Use aggregate functions

pg_search supports pushing down aggregate functions (COUNT, SUM, AVG, MIN, MAX) to the index level for execution, which significantly improves query performance. This feature is only effective for columns configured as “fast fields.”

Example: Count the number of matching products and calculate their total price:

-- Query the count and sum of price for products where description contains 'laptop'
EXPLAIN (FORMAT TEXT, COSTS OFF, TIMING OFF, VERBOSE)
SELECT COUNT(*), SUM(price) FROM products WHERE description @@@ 'laptop';

The EXPLAIN output shows that the query plan uses a Custom Scan (ParadeDB Scan), indicating that the aggregation operation has been successfully pushed down.

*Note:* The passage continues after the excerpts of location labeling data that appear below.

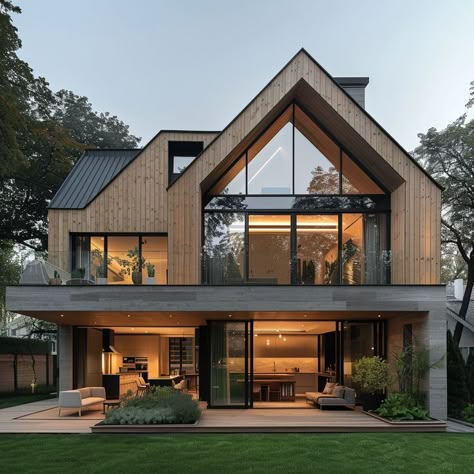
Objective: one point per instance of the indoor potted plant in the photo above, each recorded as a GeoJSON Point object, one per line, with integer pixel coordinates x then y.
{"type": "Point", "coordinates": [101, 278]}
{"type": "Point", "coordinates": [371, 378]}
{"type": "Point", "coordinates": [133, 265]}
{"type": "Point", "coordinates": [56, 280]}
{"type": "Point", "coordinates": [77, 277]}
{"type": "Point", "coordinates": [100, 266]}
{"type": "Point", "coordinates": [150, 270]}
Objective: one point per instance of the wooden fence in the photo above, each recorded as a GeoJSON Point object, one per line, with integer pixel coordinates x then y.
{"type": "Point", "coordinates": [16, 371]}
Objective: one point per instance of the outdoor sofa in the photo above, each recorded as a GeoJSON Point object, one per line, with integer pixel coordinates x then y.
{"type": "Point", "coordinates": [341, 396]}
{"type": "Point", "coordinates": [81, 398]}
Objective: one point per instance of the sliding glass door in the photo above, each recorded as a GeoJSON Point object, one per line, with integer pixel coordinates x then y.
{"type": "Point", "coordinates": [230, 364]}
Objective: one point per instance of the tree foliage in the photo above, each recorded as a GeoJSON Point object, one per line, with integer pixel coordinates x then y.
{"type": "Point", "coordinates": [448, 155]}
{"type": "Point", "coordinates": [42, 135]}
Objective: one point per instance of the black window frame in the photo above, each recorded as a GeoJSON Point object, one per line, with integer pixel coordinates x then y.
{"type": "Point", "coordinates": [181, 148]}
{"type": "Point", "coordinates": [139, 235]}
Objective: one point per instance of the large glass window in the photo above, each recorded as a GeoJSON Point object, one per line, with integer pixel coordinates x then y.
{"type": "Point", "coordinates": [296, 208]}
{"type": "Point", "coordinates": [181, 355]}
{"type": "Point", "coordinates": [229, 363]}
{"type": "Point", "coordinates": [269, 249]}
{"type": "Point", "coordinates": [155, 259]}
{"type": "Point", "coordinates": [223, 251]}
{"type": "Point", "coordinates": [365, 255]}
{"type": "Point", "coordinates": [317, 250]}
{"type": "Point", "coordinates": [270, 160]}
{"type": "Point", "coordinates": [120, 259]}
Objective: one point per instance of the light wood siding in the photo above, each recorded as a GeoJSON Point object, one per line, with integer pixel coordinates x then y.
{"type": "Point", "coordinates": [135, 201]}
{"type": "Point", "coordinates": [415, 218]}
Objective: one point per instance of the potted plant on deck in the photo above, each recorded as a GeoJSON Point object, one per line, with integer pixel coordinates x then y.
{"type": "Point", "coordinates": [56, 281]}
{"type": "Point", "coordinates": [150, 270]}
{"type": "Point", "coordinates": [371, 378]}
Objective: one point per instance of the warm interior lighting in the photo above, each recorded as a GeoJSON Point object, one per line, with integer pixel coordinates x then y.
{"type": "Point", "coordinates": [280, 148]}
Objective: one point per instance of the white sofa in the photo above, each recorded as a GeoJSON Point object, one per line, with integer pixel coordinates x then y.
{"type": "Point", "coordinates": [80, 398]}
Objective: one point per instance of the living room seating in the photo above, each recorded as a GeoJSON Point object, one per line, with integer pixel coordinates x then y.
{"type": "Point", "coordinates": [81, 398]}
{"type": "Point", "coordinates": [338, 395]}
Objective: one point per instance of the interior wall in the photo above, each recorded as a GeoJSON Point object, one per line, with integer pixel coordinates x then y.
{"type": "Point", "coordinates": [94, 358]}
{"type": "Point", "coordinates": [283, 356]}
{"type": "Point", "coordinates": [138, 346]}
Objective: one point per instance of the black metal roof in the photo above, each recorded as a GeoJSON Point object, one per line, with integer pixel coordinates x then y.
{"type": "Point", "coordinates": [94, 170]}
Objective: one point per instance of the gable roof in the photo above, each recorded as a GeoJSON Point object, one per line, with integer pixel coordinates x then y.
{"type": "Point", "coordinates": [90, 175]}
{"type": "Point", "coordinates": [338, 83]}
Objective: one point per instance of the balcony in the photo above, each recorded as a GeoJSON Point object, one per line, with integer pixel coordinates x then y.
{"type": "Point", "coordinates": [93, 268]}
{"type": "Point", "coordinates": [373, 268]}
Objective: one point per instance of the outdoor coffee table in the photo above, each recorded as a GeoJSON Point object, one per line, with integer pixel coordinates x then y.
{"type": "Point", "coordinates": [111, 403]}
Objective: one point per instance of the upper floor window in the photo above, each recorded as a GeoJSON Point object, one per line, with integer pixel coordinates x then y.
{"type": "Point", "coordinates": [294, 156]}
{"type": "Point", "coordinates": [180, 156]}
{"type": "Point", "coordinates": [296, 208]}
{"type": "Point", "coordinates": [120, 259]}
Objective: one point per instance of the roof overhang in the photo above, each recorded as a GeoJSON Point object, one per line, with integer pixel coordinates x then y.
{"type": "Point", "coordinates": [105, 306]}
{"type": "Point", "coordinates": [330, 120]}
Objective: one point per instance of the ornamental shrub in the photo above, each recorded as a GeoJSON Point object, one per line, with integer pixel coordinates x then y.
{"type": "Point", "coordinates": [160, 405]}
{"type": "Point", "coordinates": [371, 374]}
{"type": "Point", "coordinates": [458, 393]}
{"type": "Point", "coordinates": [468, 413]}
{"type": "Point", "coordinates": [402, 407]}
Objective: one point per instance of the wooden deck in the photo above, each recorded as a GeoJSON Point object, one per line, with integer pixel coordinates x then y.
{"type": "Point", "coordinates": [42, 417]}
{"type": "Point", "coordinates": [278, 421]}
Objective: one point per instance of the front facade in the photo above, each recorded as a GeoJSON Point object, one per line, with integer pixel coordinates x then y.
{"type": "Point", "coordinates": [260, 261]}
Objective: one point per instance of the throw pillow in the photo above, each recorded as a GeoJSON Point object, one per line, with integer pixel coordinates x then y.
{"type": "Point", "coordinates": [338, 392]}
{"type": "Point", "coordinates": [329, 387]}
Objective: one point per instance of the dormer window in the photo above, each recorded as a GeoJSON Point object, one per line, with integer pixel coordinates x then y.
{"type": "Point", "coordinates": [180, 156]}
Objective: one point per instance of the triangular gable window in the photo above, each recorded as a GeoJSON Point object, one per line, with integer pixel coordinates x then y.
{"type": "Point", "coordinates": [294, 156]}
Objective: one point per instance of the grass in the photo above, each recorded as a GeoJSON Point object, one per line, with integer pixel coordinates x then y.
{"type": "Point", "coordinates": [12, 400]}
{"type": "Point", "coordinates": [229, 453]}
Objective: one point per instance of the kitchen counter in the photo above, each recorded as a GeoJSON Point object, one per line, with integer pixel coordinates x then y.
{"type": "Point", "coordinates": [117, 385]}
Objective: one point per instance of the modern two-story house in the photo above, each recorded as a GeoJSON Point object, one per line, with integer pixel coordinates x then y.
{"type": "Point", "coordinates": [260, 261]}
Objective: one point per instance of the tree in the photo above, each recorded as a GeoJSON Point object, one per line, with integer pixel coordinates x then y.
{"type": "Point", "coordinates": [448, 155]}
{"type": "Point", "coordinates": [10, 273]}
{"type": "Point", "coordinates": [90, 128]}
{"type": "Point", "coordinates": [470, 374]}
{"type": "Point", "coordinates": [458, 394]}
{"type": "Point", "coordinates": [42, 135]}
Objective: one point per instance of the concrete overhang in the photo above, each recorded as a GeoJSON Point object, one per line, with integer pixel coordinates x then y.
{"type": "Point", "coordinates": [153, 305]}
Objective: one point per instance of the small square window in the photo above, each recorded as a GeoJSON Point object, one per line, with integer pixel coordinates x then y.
{"type": "Point", "coordinates": [180, 163]}
{"type": "Point", "coordinates": [180, 156]}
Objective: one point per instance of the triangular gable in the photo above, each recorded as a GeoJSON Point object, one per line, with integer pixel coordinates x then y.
{"type": "Point", "coordinates": [301, 77]}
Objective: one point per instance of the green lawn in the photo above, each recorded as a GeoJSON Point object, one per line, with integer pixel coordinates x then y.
{"type": "Point", "coordinates": [271, 453]}
{"type": "Point", "coordinates": [12, 400]}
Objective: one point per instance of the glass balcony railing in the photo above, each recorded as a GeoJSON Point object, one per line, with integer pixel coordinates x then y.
{"type": "Point", "coordinates": [370, 269]}
{"type": "Point", "coordinates": [92, 268]}
{"type": "Point", "coordinates": [66, 268]}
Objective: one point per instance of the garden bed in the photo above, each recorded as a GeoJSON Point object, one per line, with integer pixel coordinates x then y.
{"type": "Point", "coordinates": [423, 425]}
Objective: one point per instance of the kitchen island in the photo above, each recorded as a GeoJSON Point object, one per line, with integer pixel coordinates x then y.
{"type": "Point", "coordinates": [118, 385]}
{"type": "Point", "coordinates": [274, 387]}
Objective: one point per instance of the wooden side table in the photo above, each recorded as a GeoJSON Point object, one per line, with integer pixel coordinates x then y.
{"type": "Point", "coordinates": [110, 404]}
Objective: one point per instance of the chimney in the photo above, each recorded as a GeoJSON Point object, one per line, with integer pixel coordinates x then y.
{"type": "Point", "coordinates": [355, 87]}
{"type": "Point", "coordinates": [459, 289]}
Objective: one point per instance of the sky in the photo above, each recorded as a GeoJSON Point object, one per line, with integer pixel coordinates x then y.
{"type": "Point", "coordinates": [194, 65]}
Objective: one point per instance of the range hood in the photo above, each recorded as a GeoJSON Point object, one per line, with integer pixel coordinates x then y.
{"type": "Point", "coordinates": [108, 338]}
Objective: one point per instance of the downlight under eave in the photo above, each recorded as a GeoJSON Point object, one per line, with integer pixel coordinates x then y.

Considerations and limitations

shared_preload_libraries configuration: For SynxDB, you must add pg_search to shared_preload_libraries and restart the database. This is a prerequisite for the extension to work correctly.
Cloud database services: On managed cloud database services (such as Amazon RDS), you may not be able to install pg_search unless the provider explicitly supports the extension.
Aggregate function limitations:
- Aggregate pushdown only works for fields marked as "fast": true in the index.
- DISTINCT aggregates are not supported. Queries containing DISTINCT will fall back to PostgreSQL’s native execution plan and will not benefit from the performance advantages of index acceleration.
Background process: pg_search relies on a background worker process to handle index writes. If this process does not start correctly, it may lead to database connection issues.
Query limitations: pg_search currently only supports single-table queries and does not support multi-table joins.
Partitioned tables: pg_search does not support partitioned tables.